The experimental results in Tables 2 and 3 of the paper have values of 0.723, 0.7735 and 0.6304 for F1, AUC_ROC and AUC_PR on the PSM dataset. I have a couple of questions: 1.I am experiencing memory overflow using the provided scripts on a larger memory GPU. Was the device used for the paper's experiments not the one described in Table 5, or is this an issue with the parameter configuration? 2.How should I choose the parameters seq_length and nest_length to reproduce results close to those presented in the paper?

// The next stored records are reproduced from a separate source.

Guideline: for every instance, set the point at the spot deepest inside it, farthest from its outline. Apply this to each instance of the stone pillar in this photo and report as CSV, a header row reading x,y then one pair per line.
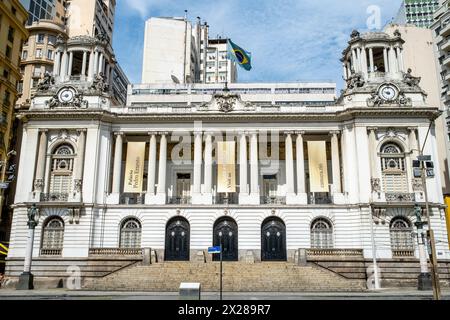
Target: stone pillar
x,y
335,162
57,63
385,59
151,172
197,163
117,173
208,163
91,65
63,72
254,171
372,67
300,163
243,189
290,189
80,161
40,168
69,71
83,66
161,190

Any guidance on these issues would be greatly appreciated. Thank you for your time and assistance.

Best regards

young-eun-nam commented 1 month ago

We appreciate your interest in our work. The common answer to questions 1 and 2 is, It seems to be a parameter configuration issue, especially window size. In this work, nest_length is a very important parameter according to our theory (Appendix B). As shown in Table 1, you have to follow $w^{inner}$ size for each dataset. In principle, the best performances come from our suggested window size, but in the case you(if you can not run our provided parameter size) we recommend reducing the size of nested windows to match the collecting frequency of each dataset. We recommend setting the outer window size to twice that size according to Figure 7. Try using nested window sizes of 0.2, 0,4, 0.5 times 360, etc.

nest_length: (72, 144, 180, etc.) and according to these nested window lengths, outer window lengths should be: (144, 288, 360, etc.)